Second, resharding can be expensive. Any update to the number of shards likely requires rebalancing all shards to moving around records. It will be difficult to do this while avoiding a system outage.
Entity-/relationship-based sharding
Entity-based sharding keeps related data together on a single physical shard. In a relational database (such as PostgreSQL, MySQL, or SQL Server), related data is often spread across several different tables.
For instance, consider the case of a shopping database with users and payment methods. Each user has a set of payment methods that is tied tightly with that user. As such, keeping related data together on the same shard can reduce the need for broadcast operations, increasing performance.
Geography-based sharding
Geography-based sharding, or geosharding, also keeps related data together on a single shard, but in this case, the data is related by geography.
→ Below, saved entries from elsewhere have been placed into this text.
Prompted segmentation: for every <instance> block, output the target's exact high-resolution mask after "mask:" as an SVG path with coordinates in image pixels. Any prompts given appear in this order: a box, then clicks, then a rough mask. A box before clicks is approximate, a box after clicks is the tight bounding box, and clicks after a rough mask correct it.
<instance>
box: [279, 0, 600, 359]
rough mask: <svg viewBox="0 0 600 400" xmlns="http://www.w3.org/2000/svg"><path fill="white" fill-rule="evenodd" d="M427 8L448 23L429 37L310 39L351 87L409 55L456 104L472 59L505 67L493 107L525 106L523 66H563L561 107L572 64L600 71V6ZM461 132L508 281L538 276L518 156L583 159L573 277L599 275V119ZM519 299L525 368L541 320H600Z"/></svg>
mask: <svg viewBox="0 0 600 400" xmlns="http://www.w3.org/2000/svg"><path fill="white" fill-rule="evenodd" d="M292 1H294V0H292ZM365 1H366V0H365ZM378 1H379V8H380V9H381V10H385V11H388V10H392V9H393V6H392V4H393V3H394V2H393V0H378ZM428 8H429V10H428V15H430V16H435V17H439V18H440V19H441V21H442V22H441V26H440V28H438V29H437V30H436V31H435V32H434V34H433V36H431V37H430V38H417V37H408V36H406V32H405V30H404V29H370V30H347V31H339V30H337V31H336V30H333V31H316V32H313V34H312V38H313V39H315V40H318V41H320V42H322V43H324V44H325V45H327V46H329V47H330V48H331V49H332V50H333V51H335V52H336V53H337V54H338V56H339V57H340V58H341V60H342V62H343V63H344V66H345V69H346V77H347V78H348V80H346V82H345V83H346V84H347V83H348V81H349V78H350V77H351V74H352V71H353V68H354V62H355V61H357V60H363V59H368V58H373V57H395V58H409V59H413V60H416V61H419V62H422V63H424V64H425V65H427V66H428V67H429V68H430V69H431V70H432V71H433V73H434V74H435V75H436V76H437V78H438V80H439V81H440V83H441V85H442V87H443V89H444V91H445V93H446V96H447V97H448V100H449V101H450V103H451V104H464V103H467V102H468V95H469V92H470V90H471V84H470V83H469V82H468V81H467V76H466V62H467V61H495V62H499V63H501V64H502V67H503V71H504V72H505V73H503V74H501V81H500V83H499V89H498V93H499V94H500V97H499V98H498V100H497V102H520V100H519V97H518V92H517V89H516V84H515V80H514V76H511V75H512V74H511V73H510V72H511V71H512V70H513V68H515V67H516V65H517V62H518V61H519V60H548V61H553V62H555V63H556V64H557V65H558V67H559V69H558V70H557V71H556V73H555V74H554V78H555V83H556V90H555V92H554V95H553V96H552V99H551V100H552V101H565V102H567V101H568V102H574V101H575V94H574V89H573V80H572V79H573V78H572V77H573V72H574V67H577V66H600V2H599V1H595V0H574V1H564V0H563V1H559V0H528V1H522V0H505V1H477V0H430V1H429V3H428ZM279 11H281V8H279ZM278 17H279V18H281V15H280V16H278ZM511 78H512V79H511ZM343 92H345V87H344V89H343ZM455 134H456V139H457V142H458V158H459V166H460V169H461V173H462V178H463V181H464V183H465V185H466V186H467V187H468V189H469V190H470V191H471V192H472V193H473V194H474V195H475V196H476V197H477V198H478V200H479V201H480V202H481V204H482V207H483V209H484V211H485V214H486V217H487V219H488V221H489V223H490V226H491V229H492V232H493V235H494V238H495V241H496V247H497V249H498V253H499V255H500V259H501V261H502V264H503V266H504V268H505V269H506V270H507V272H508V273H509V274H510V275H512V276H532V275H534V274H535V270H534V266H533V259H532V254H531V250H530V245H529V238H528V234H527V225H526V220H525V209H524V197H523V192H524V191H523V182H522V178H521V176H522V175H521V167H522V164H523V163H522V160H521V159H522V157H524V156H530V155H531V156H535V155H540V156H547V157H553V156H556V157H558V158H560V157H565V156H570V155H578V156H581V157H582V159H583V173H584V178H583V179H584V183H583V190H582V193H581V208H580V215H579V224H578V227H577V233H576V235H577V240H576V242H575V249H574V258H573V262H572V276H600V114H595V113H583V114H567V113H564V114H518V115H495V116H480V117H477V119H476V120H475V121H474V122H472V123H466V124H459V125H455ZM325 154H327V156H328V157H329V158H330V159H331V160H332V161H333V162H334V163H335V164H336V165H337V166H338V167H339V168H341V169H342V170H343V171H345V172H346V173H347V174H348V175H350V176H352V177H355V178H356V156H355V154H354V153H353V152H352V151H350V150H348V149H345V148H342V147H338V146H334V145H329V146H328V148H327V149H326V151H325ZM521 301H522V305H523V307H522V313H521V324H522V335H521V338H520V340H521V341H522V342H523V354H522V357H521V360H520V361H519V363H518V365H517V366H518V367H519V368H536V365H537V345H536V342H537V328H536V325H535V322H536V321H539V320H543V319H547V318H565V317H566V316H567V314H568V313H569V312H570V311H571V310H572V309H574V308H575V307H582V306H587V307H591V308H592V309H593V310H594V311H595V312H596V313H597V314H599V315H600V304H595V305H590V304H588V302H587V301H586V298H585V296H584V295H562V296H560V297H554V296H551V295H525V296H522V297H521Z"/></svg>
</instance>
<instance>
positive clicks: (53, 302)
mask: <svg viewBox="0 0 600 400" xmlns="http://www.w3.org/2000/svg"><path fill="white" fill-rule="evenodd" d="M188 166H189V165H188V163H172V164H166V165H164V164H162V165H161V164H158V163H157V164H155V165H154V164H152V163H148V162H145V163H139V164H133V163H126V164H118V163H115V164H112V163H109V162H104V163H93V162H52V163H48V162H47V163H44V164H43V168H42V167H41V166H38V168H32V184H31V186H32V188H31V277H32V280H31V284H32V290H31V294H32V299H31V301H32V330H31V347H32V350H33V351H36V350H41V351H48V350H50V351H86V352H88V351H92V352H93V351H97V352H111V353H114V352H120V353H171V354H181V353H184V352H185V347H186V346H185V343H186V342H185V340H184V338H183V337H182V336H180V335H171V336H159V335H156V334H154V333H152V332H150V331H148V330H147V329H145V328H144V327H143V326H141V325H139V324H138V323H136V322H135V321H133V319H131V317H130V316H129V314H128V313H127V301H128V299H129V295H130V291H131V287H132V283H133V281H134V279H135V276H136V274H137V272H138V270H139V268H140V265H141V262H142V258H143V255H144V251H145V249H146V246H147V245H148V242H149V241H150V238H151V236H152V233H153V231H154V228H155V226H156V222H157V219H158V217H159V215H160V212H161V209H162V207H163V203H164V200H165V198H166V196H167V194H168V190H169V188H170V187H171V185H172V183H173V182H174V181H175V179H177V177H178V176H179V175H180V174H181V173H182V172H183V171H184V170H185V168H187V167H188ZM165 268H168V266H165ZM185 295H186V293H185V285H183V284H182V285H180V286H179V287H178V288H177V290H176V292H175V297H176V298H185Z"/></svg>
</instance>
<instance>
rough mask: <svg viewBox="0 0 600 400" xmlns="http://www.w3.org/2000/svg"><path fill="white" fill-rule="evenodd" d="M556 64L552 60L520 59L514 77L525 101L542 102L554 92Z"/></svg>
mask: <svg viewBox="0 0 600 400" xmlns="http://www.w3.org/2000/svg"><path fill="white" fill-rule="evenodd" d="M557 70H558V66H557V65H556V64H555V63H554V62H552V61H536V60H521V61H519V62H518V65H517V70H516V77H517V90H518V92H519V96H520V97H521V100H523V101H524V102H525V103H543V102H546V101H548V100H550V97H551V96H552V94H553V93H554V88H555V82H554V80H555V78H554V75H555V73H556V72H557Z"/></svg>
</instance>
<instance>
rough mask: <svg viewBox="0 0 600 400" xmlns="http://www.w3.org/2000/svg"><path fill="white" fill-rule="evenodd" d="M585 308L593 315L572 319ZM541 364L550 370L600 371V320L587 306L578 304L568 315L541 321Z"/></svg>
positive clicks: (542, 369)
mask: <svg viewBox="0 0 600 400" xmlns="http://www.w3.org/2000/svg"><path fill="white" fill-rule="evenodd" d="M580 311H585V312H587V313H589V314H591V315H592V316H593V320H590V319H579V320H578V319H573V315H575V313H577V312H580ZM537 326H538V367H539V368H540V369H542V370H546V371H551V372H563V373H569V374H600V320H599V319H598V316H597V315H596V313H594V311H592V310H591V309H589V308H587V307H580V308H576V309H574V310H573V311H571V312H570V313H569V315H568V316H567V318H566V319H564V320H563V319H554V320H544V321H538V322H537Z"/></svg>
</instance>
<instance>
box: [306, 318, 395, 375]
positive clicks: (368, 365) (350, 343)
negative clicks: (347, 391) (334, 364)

This is essentially ranged sharding where the shard key contains geographic information and the shards themselves are geo-located.
For example, consider a dataset where each record contains a “country” field. In this case, we can both increase overall performance and decrease system latency by creating a shard for each country or region, and storing the appropriate data on that shard. This is a simple example, and there are many other ways to allocate your geoshards which are beyond the scope of this article.
Summary
We’ve defined what sharding is, discussed when to use it, and explored different sharding architectures. Sharding is a great solution for applications with large data requirements and high-volume read/write workloads, but it does come with additional complexity. Consider whether the benefits outweigh the costs or whether there is a simpler solution before you begin implementation.